角田裕毅「赤旗がなかったらトップに立てた」サンパウロGP中盤の展開を悔やむ…フルウェット変更は“自身の判断”|WEDNESDAY F1 TIME
そして雨が強くなってきたレース中盤、戦況は大きく動いた。 ニコ・ヒュルケンベルグがターン1でスピンし、コース奥でマシンストップ。バーチャルセーフティーカーになった28周目、角田はピットに入ってインターミディエイトからエクストリームウェットへとチェンジした。 この駆け引きについてサッシャ氏が“これは自分の判断だった?”と聞くと、角田は「そうです」と返答している。 「左、左、と続くストレート手前(ターン13~15)では雨がすごくて、クルマ全体が浮いているような状態だった」 「だからアクセルを抜いていても、もうクルマがボートになっているみたいな。全然コントロールが効かなかった」 エクストリームウェットに変えたのは、トップ6では角田のみ。オコン、マックス・フェルスタッペン、ピエール・ガスリーは第1スティントのインターでステイアウトを続け、ランド・ノリスとジョージ・ラッセルはインターからインターにチェンジしている。 角田としては「エクストリームに変わって、もちろん全部前のクルマを抜くつもりでいた」と、エクストリームウェットでのレースペースには大きなアドバンテージを感じていたとのこと。 「雨の量と(降り続く)時間を(無線で)聞いている限り、行けるかなってことでエクストリームに変えた。この後も本当に周りより(1ラップあたり)10秒とか5秒は速かった」 「このまま赤旗がなかったらトップに立てたはず。もちろんそこから差を築けるかどうかがキーになっていくんですけど、多分そこも可能だった。(予想外の赤旗は)悔しいなっていうのもあります」
ヒュルケンベルグが動き始め(※マーシャルの助けを受けてコースへ復帰したために後に失格)、バーチャルセーフティーカーは解除となるも、雨が強くなってきたこともありレースは30周目の途中でセーフティーカー導入に。 そのSC中に今度はターン12からの立ち上がりでフランコ・コラピントがスピンし、ウォールに当たってクラッシュした。これでレースは赤旗となり、角田にとってレッドフラッグによる水入りは大きな誤算となってしまった。 結局レースは赤旗により再開前のタイヤ交換が可能となったため、第1スティントのステイアウト組が大きく得をする形に。フェルスタッペン、オコン、ピエール・ガスリーの3人がそのまま表彰台を独占した。 10秒ペナルティが科されていたオスカー・ピアストリと、角田は事実上のP7争いを展開。

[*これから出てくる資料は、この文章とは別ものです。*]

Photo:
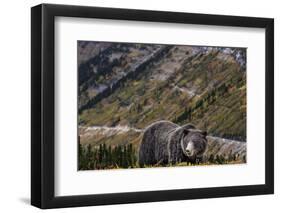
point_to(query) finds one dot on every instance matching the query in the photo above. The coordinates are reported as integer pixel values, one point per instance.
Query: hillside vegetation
(134, 85)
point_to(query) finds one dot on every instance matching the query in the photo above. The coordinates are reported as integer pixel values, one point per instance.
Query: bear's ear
(185, 131)
(204, 133)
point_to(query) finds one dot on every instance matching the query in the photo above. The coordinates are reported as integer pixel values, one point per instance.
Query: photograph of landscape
(160, 105)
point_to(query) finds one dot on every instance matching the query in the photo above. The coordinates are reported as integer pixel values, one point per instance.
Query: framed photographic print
(139, 106)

ピアストリの8秒後方でフィニッシュしたため、角田が7位に繰り上がっている。 3番グリッドからレーススタートした角田にとって、雨のインテルラゴスは展開が向かなかったかもしれない。それでも「レッドフラッグがなかったら……」と悔やんだように、難しいウェットコンディションの中でも上位に食い込める手応えはつかんでいたようだ。